19 “Güneyde sınır Tamar'dan Meriva-Kadeş sularına, Mısır Vadisi boyunca Akdeniz'e dek uzanacak. Güney sınırı bu olacak.
And the southern and south-western [coasts are] from Thaeman and the city of palm-trees, to the water of Marimoth Cadem, reaching forth to the great sea. This part is the south and south-west.
20 “Batıda Levo-Hamat'ın karşısındaki noktaya dek Akdeniz sınır oluşturacak. Batı sınırı bu olacak.
This part of the great sea forms a border, till [one comes] opposite the entrance of Emath, [even] as far as the entrance thereof. These are the parts west of Emath.
21 “Bu ülkeyi İsrail oymaklarına göre aranızda paylaşacaksınız.
So ye shall divide this land to them, [even] to the tribes of Israel.
22 Ülkeyi içinizde yaşayan ve içinizdeyken çocukları olan yabancılarla kendiniz arasında mülk olarak bölüşeceksiniz. Onları İsrail'de doğan yerliler sayacaksınız. Onların da İsrail oymakları arasında sizin gibi mülkleri olacak.

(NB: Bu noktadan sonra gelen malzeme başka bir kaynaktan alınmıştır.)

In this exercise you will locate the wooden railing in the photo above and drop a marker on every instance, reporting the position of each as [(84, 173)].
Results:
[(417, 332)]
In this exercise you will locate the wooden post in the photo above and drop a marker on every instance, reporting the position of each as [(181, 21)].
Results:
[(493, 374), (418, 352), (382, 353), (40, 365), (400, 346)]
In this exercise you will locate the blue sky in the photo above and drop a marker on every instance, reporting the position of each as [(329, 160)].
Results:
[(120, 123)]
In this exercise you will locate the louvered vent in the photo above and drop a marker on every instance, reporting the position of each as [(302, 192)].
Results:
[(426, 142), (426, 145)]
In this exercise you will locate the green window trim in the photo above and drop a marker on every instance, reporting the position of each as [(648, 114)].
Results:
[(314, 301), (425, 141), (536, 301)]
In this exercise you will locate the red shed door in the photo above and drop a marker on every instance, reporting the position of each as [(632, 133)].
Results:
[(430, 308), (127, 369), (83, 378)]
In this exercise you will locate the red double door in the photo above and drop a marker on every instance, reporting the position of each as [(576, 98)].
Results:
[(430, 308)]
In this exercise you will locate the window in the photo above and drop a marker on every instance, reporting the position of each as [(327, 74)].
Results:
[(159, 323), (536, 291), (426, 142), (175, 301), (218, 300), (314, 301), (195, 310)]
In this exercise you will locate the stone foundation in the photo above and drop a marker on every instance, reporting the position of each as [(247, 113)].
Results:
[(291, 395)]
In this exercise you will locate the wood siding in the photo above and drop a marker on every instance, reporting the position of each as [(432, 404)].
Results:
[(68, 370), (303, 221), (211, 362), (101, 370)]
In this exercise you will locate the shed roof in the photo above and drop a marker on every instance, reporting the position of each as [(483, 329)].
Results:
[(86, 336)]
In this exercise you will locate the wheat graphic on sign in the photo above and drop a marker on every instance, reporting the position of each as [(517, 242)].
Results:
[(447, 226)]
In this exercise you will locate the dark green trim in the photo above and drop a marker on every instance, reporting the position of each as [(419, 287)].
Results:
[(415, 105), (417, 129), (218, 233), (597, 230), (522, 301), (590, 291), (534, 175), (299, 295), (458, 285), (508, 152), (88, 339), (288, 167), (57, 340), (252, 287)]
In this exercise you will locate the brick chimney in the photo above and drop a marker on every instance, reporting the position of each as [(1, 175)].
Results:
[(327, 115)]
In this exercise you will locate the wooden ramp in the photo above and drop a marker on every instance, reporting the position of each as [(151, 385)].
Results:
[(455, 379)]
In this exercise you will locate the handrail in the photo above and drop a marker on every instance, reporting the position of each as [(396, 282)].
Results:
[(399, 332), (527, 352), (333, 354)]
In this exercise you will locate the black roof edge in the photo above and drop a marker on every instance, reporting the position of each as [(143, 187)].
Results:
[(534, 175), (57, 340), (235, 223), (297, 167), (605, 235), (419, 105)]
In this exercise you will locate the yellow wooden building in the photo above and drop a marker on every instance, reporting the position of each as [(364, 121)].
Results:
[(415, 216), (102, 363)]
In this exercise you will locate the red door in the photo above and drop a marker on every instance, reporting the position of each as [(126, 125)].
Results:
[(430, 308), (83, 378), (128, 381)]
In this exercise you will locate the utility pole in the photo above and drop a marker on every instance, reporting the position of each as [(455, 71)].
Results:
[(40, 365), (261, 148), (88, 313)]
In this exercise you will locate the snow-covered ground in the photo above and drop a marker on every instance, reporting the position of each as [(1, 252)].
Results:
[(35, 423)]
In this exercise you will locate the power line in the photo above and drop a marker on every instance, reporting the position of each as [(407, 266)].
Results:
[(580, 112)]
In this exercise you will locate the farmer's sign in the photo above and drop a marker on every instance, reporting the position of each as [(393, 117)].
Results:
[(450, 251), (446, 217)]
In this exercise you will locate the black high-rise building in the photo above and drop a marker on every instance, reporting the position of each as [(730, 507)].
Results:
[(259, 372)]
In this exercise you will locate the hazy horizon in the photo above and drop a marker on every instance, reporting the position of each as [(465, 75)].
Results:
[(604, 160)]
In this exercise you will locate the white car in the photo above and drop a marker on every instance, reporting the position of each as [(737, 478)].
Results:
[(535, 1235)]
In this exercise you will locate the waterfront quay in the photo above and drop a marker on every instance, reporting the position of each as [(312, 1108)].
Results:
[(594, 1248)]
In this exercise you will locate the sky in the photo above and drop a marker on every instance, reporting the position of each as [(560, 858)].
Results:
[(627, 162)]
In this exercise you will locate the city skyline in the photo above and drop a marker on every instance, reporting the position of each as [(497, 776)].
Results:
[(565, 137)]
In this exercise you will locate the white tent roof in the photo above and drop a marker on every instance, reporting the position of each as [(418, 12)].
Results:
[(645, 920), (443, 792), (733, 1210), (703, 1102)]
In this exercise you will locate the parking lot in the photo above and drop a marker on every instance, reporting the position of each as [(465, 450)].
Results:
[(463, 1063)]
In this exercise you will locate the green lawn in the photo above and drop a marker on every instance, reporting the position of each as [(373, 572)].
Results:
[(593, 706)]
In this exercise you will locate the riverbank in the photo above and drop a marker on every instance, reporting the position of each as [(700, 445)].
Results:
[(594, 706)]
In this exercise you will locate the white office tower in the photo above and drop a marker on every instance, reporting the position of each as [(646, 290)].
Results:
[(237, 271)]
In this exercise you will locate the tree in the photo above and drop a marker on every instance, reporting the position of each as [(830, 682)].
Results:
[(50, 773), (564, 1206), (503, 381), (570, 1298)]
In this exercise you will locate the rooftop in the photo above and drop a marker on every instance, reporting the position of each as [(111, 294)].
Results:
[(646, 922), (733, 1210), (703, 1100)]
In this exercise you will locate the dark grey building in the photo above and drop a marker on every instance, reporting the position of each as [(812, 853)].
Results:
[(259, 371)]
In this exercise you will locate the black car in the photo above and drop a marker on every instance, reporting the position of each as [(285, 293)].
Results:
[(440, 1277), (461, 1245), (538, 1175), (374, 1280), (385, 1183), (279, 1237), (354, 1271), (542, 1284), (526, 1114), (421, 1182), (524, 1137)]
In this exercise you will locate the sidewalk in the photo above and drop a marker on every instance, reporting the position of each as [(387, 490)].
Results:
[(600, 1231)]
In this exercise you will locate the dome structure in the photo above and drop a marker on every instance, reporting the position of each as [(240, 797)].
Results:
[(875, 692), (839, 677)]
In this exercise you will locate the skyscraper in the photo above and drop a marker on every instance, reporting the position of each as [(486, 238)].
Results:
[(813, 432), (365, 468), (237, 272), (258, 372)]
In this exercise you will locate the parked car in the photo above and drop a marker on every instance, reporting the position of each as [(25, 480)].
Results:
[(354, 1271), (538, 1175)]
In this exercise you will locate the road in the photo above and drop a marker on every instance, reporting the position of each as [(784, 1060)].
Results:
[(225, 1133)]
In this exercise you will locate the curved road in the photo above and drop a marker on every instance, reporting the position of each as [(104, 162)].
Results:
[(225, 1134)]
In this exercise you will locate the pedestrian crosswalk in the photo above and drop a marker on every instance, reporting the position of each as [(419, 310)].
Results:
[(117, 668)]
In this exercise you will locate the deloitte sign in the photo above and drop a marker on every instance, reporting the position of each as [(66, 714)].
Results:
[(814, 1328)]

Ye shall cast the lot upon it, for yourselves and the strangers that sojourn in the midst of you, who have begotten children in the midst of you: and they shall be to you as natives among the children of Israel; they shall eat with you in [their] inheritance in the midst of the tribes of Israel.
23 Yabancı hangi oymağa yerleşmişse, orada ona düşen payı mülk olarak vereceksiniz.” Egemen RAB böyle diyor.
And they shall be in the tribe of proselytes among the proselytes that are with them: there shall ye give them an inheritance, saith the Lord God.